Ernst left Georgetown in 2018 after an internal investigation into what the school explained about the "irregularity of exercise qualifications" of recruiting students and violated admission rules. I concluded that.

He was later hired by the University of Rhode Island, claiming he was unaware of any violations of admission rules. He resigned from the school shortly after his arrest.

Ernst is one of 54 people convicted of the Operation Varsity Blues case, which exploded in the headline in March 2019.

The last defendant linked to the investigation to go to trial was acquitted by a jury in all respects last month . Another defendant was amnesty by former President Donald Trump, and a third defendant won a transaction that would lead to the dismissal of his proceedings.

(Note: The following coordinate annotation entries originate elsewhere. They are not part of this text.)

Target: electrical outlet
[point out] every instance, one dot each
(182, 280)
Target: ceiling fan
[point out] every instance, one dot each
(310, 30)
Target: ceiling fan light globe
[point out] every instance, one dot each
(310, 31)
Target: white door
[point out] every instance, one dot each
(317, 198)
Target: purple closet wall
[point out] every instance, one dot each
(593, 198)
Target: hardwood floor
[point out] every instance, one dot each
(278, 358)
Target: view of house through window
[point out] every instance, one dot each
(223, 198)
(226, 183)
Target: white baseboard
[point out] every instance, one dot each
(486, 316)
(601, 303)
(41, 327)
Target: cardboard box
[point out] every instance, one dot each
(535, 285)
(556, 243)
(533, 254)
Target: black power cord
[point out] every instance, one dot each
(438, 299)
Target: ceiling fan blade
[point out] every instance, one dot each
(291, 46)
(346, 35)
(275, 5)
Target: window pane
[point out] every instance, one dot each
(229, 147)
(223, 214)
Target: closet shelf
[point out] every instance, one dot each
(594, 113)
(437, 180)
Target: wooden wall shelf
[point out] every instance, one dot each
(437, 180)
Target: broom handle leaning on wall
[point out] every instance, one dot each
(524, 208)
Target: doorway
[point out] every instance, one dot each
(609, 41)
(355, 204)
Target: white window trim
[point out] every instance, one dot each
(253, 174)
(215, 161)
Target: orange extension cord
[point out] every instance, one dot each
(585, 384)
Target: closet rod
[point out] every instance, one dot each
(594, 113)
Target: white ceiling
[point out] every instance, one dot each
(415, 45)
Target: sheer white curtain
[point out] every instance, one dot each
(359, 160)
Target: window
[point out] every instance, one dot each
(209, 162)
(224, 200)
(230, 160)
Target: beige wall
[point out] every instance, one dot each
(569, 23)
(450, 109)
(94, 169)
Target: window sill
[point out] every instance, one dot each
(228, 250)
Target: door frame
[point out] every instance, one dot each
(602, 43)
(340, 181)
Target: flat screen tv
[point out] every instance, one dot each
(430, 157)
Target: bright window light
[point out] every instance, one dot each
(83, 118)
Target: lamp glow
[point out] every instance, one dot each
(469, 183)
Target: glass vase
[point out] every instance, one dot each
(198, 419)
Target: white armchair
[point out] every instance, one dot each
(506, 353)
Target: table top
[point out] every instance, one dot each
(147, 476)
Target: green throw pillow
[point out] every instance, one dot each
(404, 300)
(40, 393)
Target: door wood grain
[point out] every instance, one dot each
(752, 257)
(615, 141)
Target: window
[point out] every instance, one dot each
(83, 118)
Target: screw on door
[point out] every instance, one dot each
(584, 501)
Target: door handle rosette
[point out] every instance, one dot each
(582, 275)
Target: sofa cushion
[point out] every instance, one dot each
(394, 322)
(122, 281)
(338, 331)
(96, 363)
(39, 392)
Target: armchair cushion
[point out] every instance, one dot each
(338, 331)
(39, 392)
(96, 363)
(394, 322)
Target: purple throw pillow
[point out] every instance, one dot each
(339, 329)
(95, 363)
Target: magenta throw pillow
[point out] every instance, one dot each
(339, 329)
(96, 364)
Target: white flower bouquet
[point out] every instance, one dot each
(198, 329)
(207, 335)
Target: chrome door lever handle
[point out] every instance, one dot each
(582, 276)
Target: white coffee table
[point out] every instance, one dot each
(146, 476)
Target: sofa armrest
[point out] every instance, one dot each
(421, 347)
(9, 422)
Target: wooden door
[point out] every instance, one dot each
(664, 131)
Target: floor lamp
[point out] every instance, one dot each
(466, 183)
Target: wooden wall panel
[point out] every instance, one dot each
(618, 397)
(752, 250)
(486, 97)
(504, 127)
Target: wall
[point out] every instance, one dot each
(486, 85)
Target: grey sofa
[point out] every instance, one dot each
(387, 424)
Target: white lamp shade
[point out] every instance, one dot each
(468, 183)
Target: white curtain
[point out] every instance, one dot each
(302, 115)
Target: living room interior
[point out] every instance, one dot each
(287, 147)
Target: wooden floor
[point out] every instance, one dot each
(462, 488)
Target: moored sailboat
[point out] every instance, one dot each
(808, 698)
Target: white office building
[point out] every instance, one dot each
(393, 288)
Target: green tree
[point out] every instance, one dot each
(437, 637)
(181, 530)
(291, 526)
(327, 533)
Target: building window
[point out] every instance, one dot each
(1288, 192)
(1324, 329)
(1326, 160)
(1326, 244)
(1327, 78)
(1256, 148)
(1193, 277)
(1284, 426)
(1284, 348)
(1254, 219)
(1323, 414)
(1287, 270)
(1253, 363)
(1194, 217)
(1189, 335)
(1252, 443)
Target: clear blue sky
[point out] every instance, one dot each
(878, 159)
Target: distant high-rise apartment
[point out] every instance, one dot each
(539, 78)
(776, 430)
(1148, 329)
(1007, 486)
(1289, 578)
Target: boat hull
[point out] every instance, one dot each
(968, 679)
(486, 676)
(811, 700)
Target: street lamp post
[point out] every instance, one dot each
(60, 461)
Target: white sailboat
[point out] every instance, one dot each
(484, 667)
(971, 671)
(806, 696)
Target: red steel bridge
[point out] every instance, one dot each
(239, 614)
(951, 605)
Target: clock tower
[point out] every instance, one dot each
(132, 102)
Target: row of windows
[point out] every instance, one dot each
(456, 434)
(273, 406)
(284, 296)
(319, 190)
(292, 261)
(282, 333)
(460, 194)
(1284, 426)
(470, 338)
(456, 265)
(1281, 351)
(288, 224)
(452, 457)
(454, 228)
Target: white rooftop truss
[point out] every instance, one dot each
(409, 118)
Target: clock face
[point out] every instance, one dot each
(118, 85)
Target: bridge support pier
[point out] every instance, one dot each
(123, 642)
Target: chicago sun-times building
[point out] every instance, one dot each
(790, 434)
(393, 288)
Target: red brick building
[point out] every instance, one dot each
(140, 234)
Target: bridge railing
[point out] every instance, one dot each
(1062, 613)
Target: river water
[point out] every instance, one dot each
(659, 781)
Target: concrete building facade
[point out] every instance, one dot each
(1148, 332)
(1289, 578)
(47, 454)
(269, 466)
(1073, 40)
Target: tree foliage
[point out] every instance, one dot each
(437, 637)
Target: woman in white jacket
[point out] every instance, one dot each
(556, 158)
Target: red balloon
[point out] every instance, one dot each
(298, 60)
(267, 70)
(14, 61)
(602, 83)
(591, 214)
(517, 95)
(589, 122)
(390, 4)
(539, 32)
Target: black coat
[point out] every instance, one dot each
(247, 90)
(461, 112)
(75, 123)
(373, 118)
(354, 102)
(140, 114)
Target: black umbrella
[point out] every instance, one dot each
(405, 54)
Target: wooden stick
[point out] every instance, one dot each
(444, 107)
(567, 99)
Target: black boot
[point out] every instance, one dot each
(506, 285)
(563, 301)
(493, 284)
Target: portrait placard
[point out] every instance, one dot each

Until Friday, the most severe punishment was a former Staples executive convicted of a jury paying $ 220,000 to designate his son as a water polo recruit at the University of Southern California. It was 15 months in prison for John Wilson. An additional $ 1 million to buy his twin daughter's way to Harvard and Stanford. Wilson argues that he is innocent and that remains free while appealing his proceedings.

Only a handful of defendants will be sentenced.

This includes the scheme mastermind singer, who was found guilty on numerous charges in 2019. The singer secretly began working with investigators before the case was announced, helping the government build a large prosecution. He will be sentenced to prison in September.